Friday, September 18, 2009

Jon Katz - Izzy and Lenore

Jon Katz’s “Izzy and Lenore” was not exactly the fun, doggy lit romp I was anticipating. I got more than I bargained for with this one: it’s not just tear-inducing, it’s enervating.

It touches a lot of spots most of us (and I’m definitely in the group) would rather leave in the dark until we’re absolutely forced to confront them: depression, death, loneliness, solidarity and the roles our dogs play in the middle of the confusion that is a well-meaning human being.
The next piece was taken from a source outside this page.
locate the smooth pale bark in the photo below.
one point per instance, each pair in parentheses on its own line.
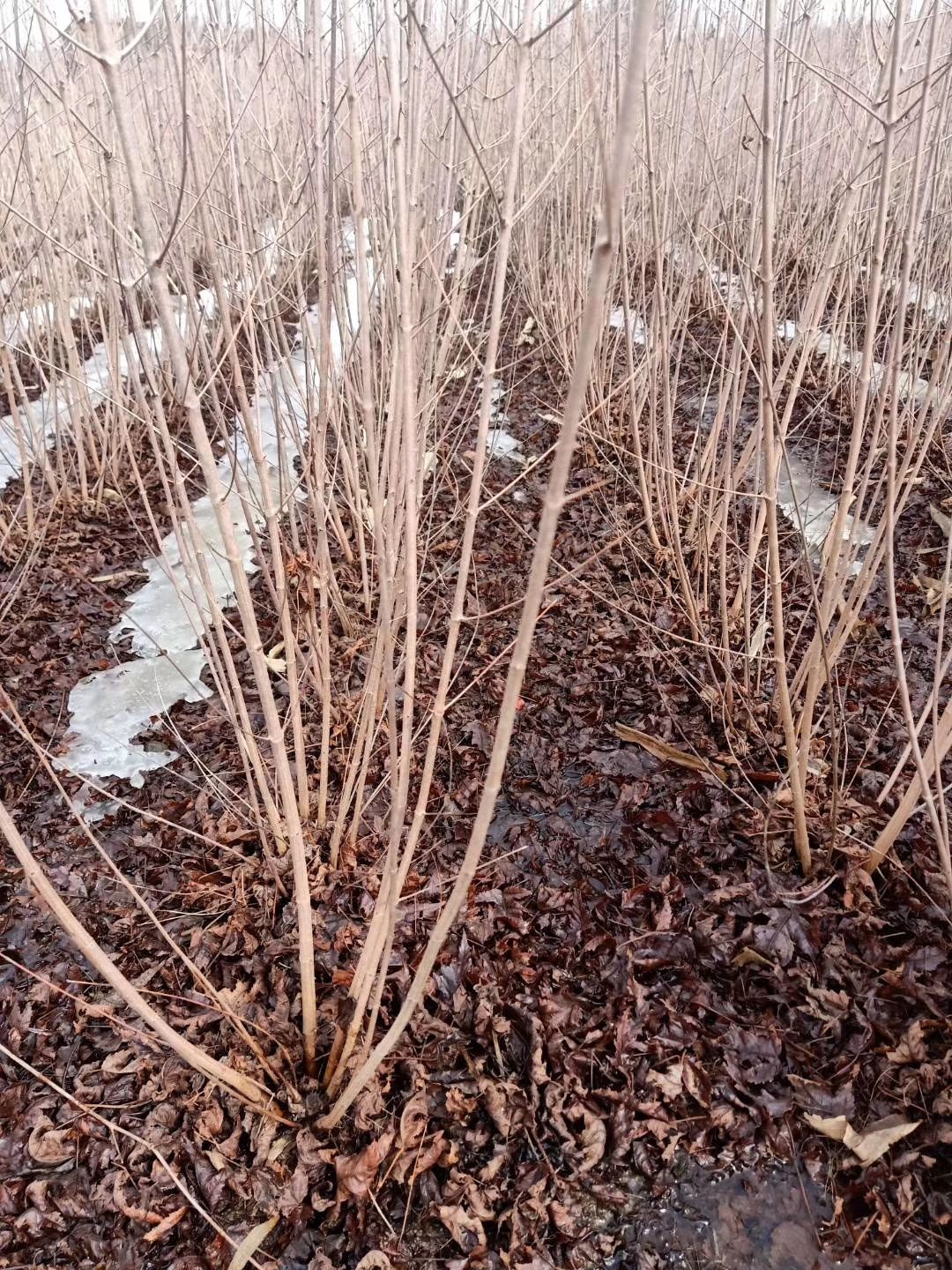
(100,961)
Certain animals seem to manifest in our lives at key-junctions: for Katz it was a border collie rescue, named Izzy, so magically attuned to the needs of humans he pushed the author into fulfilling his wish of becoming a hospice volunteer – with a canine aide.
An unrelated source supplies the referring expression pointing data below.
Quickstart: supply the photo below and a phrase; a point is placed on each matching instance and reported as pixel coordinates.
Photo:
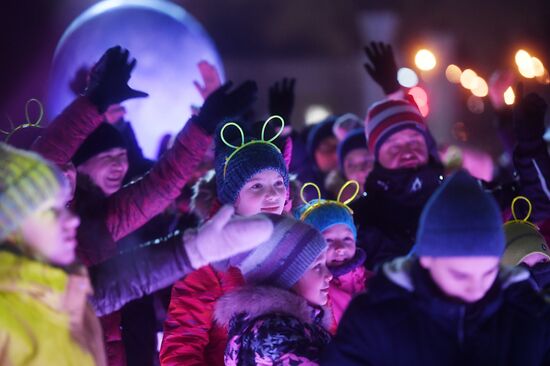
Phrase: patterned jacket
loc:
(272, 326)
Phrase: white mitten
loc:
(224, 236)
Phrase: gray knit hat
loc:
(285, 257)
(26, 182)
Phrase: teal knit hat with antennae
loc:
(236, 164)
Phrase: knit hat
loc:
(237, 161)
(354, 140)
(318, 133)
(522, 238)
(104, 138)
(283, 259)
(323, 214)
(460, 220)
(26, 182)
(390, 116)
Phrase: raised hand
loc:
(210, 79)
(108, 82)
(382, 67)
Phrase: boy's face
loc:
(326, 156)
(404, 149)
(341, 244)
(314, 284)
(465, 278)
(263, 192)
(51, 231)
(107, 169)
(358, 163)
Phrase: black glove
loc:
(109, 77)
(382, 67)
(222, 104)
(529, 116)
(281, 98)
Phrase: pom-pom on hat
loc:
(236, 164)
(460, 220)
(27, 181)
(390, 116)
(283, 259)
(323, 214)
(522, 238)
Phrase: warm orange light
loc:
(453, 73)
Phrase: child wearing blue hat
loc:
(334, 220)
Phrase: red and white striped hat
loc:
(390, 116)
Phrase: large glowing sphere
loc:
(167, 43)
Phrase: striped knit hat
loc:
(285, 257)
(390, 116)
(26, 182)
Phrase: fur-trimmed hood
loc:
(261, 300)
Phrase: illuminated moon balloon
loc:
(167, 42)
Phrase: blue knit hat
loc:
(460, 220)
(323, 214)
(283, 259)
(236, 164)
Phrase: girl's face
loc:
(341, 244)
(263, 192)
(313, 286)
(50, 232)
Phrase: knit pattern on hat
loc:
(26, 182)
(460, 220)
(390, 116)
(325, 214)
(232, 174)
(104, 138)
(283, 259)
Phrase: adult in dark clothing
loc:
(453, 304)
(407, 169)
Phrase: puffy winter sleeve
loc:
(135, 204)
(139, 272)
(65, 134)
(189, 321)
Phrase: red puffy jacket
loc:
(190, 335)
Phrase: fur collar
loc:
(261, 300)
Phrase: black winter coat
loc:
(404, 319)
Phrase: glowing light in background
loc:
(316, 113)
(468, 79)
(475, 104)
(407, 77)
(509, 96)
(481, 89)
(421, 99)
(425, 60)
(453, 73)
(167, 42)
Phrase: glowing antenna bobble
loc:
(252, 142)
(29, 123)
(321, 202)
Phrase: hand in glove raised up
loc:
(223, 103)
(224, 236)
(108, 83)
(382, 67)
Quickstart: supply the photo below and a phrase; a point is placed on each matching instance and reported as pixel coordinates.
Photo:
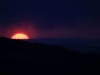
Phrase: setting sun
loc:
(19, 36)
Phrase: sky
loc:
(50, 18)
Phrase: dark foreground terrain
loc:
(18, 57)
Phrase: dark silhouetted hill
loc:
(19, 57)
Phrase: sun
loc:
(19, 36)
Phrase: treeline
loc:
(19, 57)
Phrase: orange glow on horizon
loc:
(19, 36)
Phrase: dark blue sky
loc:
(51, 18)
The dying patients that Izzy visited make up for most of the moving chapters in “Izzy and Lenore”. They are mostly elderly, but there is a middle aged man and a little boy. Interestingly, there is only one truly distressing case – a man who has yet, along with his family, to accept that these are his last days. For all the others, acceptance, seems to have brought about a merciful serenity.

Not all dogs are as wonderfully perceptive as Izzy, but they fulfill equally important roles in our everyday lives: as Katz plunges into depression he decides to self-medicate with the addition of a black lab puppy to his menagerie.
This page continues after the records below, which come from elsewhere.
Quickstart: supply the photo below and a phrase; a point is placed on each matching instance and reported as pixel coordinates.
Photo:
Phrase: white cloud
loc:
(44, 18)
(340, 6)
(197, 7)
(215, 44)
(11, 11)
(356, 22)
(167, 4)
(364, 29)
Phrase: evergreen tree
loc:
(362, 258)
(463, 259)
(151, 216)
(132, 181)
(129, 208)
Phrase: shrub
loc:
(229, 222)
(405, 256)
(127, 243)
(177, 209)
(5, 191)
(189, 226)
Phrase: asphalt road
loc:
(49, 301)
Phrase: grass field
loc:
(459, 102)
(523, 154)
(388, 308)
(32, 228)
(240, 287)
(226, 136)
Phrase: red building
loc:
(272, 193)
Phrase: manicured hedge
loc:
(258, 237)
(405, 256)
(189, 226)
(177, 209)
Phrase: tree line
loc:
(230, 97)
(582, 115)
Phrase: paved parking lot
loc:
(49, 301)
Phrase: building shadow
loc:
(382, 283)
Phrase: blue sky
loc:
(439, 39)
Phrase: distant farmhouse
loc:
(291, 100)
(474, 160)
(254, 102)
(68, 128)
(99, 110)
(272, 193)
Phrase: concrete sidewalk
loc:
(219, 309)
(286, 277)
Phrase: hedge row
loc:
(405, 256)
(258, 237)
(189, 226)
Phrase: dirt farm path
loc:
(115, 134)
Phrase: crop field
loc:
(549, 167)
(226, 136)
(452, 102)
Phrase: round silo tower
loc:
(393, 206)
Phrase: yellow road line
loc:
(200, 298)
It’s not easy to give an opinion on “Izzy and Lenore” not having read any of the author’s previous best-sellers – and it’s even harder because I genuinely thought this would be a happy-go-lucky, shelter-to-sofa, kind of story and well, it wasn’t. It was hard to read at times but absolutely amazing and moving.

I wouldn’t recommend it to everyone – it certainly gave me the blues.